This article is an edited transcript of The Silk Roads with Peter Frankopan available on History Hit TV.
Today, we are constantly reading in the press about Facebook and about globalisation. And so we have this idea that the world is only now connected.
But in Constantinople, as long ago as the Middle Ages, the areas of interest stretched from Iceland to the Pillars of Hercules in Gibraltar and right the way through the Himalayas and into China.
Ancient connections
This world where ideas, influences, technologies, textiles and spices could all be shared, appears to have always hung together much more closely than we think.
In the distant past – two, three, four millennia ago – you can find exchanges of these things being conducted over very long distances. Indeed, the ability to communicate with each other is what marks humans out as being particularly interesting.
But above all, it’s our curiosity that distinguishes us. We’re intensely interested in finding the most tasty food products, the best places to go skiing or the most accurate timetables for trains in India.

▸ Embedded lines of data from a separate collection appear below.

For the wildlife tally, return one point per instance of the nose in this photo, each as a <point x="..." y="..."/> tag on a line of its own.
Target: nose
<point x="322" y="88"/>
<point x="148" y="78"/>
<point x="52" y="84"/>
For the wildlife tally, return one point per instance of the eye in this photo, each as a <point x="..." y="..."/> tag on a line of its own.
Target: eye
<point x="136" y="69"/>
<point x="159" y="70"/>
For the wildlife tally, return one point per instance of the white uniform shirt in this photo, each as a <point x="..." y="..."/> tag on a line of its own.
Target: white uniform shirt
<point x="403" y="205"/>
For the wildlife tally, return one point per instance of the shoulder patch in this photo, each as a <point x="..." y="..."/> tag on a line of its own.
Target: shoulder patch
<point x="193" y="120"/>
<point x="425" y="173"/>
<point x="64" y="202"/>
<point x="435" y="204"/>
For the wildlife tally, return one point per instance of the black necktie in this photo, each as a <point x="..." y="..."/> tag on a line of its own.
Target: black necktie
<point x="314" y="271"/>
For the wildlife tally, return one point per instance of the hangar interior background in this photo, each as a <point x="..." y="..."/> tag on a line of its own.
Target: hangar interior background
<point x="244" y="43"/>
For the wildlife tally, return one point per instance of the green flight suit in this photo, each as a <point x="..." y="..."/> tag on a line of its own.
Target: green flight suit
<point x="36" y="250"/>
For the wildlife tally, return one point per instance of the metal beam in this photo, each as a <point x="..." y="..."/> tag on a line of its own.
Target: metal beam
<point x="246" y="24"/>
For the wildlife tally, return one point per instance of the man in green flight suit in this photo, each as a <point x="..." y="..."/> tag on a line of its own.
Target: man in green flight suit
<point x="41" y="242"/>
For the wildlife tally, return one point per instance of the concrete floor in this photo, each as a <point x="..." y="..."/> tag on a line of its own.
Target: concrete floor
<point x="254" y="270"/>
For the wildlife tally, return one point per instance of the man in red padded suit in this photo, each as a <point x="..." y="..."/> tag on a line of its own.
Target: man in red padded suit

We accumulate information. We love gathering data points. It is what defines us as a species.
And thousands of years ago, our ancestors were no different.
Shifting Centres
The Latin meaning of Mediterranean is “middle of the earth”, in the sense that it is the sea in the centre of the world. It’s a not a particularly important sea but it separates three continents and we’ve prioritised it as being something akin to the cradle of civilization.
Interestingly, the most common Sinitic name for China is “Zhongguo”, which means exactly the same thing – the centre of the world.
But different people have different perceptions about where the centre of the world is.
One of my road to Damascus moments was in Istanbul, many years ago. I saw a map in the library at Topkapı, where the maps tend to be centred on whichever place the cartographer thinks is the centre of the world. This map, a very famous 11th-century document, has a city called Balasagun at its centre.
I asked everybody I met where Balasagun was. I’d never heard of it before.
It had never crossed my mind that other people’s centre of the world was not the same as mine, that it might not be the same centre of the world that had been taught to me in school. In fact, modern historians didn’t even know where Balasagun was until the 1980s.
Incidentally, it’s in modern-day Kyrgyzstan, although whether we found the right one remains a matter of debate. Despite that, Soviet archaeologists have almost certainly got it right.
One of the things we take as a given is our wonderful education system here in the West.
But of course, 500 or 1,000 years ago, the Oxfords and Cambridges and the Harvards and Yales of the world weren’t in Europe or in the United States, they were in places like Bukhara and Kabul – places that might have quite negative connotations today, places that we often link in the West with violence and terrorism.
These parts of the world once attracted the best scholars from all over the world to come and research science, mathematics and philosophy.
It’s an important part of our own educational process to really appreciate that other places have led the world’s intellectual and cultural development. And that perhaps the battle we took on a few hundred years ago will, in due course, be passed on to somebody else.